Yes, but the difference between the two reference population is part of Bayes’s Theorem: false positive MRI in non-diseased people is the likelihood P(test = 1|D = 0); false positive MRI in people suspected of disease refers to the posterior probability P(D = 0| test = 1) in patients with a high prior probability due to signs, symptoms, CT.
Hence I was referring to Bayesian reasoning, which is very compatible with frequentist stats. I was not referring to Bayesian stats.


Yes, that’s Bayes theorem. But applying Bayes theorem (to go from one population to another) is not Bayesian reasoning. It’s still about frequencies of events, not about probabilities of a subject being diseased.

I think, in practice most clinicians are Bayesians “by heart”, as they think in terms of “what is the probability that this patient has the disease (given this and that)?” rather than “what is the probability of a (randomly sampled) patient having the disease (given this and that)?” (the latter being a frequentist-like question). As long as the probability statements refer samples from a population, the philosophical background remains frequentist. Only when probabilities are assigned to features that can not be subject to sampling, the thinking is Bayesian.


On the other hand, the false positive probability is

P(Δ=0 | assert Δ≠0)

This false positive probability is arbitrarily different from type I error, and can only be obtained from a Bayesian argument.

How is the condition, “assert Δ≠0”, expressed in a bayesian argument? Simply by reporting a non-zero summary statistic of the posterior distribution of Δ? For example, would reporting that Δ≠0 because the mean, or median, or mode of the posterior of Δ constitute an assertion that Δ≠0?

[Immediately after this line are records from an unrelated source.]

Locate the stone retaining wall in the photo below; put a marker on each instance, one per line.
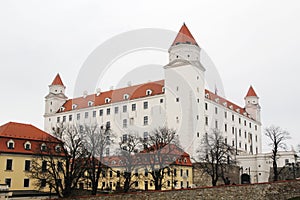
(279, 190)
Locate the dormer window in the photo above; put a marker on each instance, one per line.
(74, 106)
(43, 147)
(27, 145)
(90, 103)
(10, 144)
(107, 100)
(126, 96)
(148, 92)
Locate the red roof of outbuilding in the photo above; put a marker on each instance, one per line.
(184, 36)
(251, 92)
(57, 80)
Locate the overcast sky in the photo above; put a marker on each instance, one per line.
(250, 42)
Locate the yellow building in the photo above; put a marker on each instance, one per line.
(19, 145)
(178, 170)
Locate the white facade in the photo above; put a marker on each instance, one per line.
(258, 166)
(179, 102)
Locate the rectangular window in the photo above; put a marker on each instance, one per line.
(27, 165)
(146, 105)
(44, 166)
(107, 151)
(145, 120)
(9, 164)
(8, 182)
(116, 110)
(26, 182)
(133, 107)
(124, 123)
(59, 166)
(43, 182)
(125, 108)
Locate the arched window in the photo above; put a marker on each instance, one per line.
(27, 145)
(10, 144)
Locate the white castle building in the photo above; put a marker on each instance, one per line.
(180, 101)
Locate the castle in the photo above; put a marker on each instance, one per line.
(180, 101)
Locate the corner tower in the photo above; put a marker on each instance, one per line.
(252, 105)
(56, 97)
(184, 90)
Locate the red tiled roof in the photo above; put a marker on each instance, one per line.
(134, 92)
(211, 96)
(20, 134)
(251, 92)
(184, 36)
(179, 157)
(57, 80)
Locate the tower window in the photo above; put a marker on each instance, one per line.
(145, 120)
(10, 144)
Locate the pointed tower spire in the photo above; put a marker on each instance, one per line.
(184, 36)
(251, 92)
(57, 80)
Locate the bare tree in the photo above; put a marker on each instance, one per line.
(97, 139)
(157, 152)
(61, 166)
(214, 155)
(278, 138)
(129, 147)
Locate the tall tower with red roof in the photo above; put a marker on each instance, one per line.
(252, 105)
(56, 97)
(184, 89)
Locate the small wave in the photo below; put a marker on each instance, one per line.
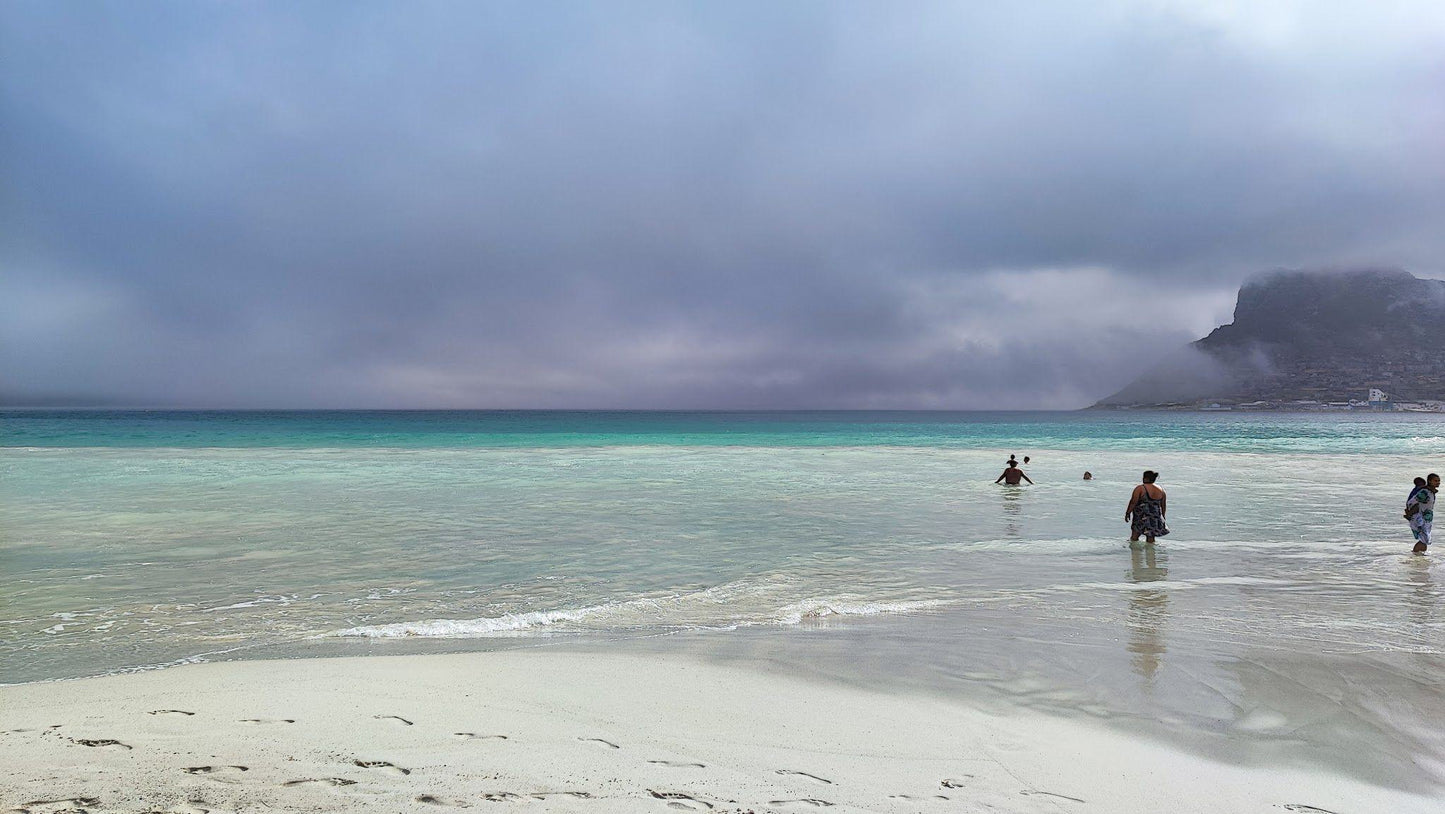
(473, 628)
(679, 612)
(815, 609)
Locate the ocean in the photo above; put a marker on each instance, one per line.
(1283, 616)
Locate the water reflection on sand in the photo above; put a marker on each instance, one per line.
(1148, 609)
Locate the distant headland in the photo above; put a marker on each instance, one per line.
(1307, 340)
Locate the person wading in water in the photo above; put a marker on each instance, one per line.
(1146, 509)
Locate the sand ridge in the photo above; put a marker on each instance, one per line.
(554, 730)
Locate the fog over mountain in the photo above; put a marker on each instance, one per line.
(1321, 336)
(685, 204)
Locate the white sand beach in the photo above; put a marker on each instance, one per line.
(548, 730)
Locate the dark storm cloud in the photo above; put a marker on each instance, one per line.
(668, 204)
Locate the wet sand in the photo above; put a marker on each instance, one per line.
(546, 730)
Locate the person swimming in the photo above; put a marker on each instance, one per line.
(1012, 474)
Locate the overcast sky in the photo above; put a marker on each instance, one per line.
(685, 204)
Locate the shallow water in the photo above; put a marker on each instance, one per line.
(872, 547)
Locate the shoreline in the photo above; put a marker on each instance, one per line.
(564, 730)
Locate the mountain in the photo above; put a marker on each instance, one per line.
(1311, 337)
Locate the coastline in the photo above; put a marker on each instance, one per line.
(561, 730)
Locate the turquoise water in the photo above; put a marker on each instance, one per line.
(873, 547)
(1185, 431)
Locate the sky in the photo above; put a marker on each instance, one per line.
(685, 206)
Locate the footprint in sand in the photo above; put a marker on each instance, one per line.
(218, 772)
(386, 765)
(100, 742)
(805, 775)
(57, 806)
(1029, 791)
(954, 782)
(681, 801)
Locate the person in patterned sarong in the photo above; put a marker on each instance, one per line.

Excellent question. Most people believe that the state of knowledge/ignorance is continuous, so don’t place any special meaning on \Delta=0 for the prior distribution. When this is the case, the Bayesian posterior probability that \Delta = 0 is zero so P(\Delta \neq 0) = 1 so no data are needed. So instead of this, the majority of Bayesians compute P(\Delta > 0) as the degree of belief in efficacy in the right direction, and one minus that is the probability of ineffectiveness or harm. In other words, Bayesians avoid point null hypotheses. Clinical relevance involves P(\Delta > \epsilon) for some clinically relevant minimal efficacy \epsilon.

The beauty of probabilistic thinking is that until we go all the way and define a utility function to optimize in a formal decision analytic framework, we don’t need errors or assertions; we can just use the language of uncertainty to make our best statements, e.g., “Treatment B probably (0.96) lowers blood pressure when compared to treatment A, given the prior distribution for efficacy of …”


Thanks! That is a lot more satisfying form of inference.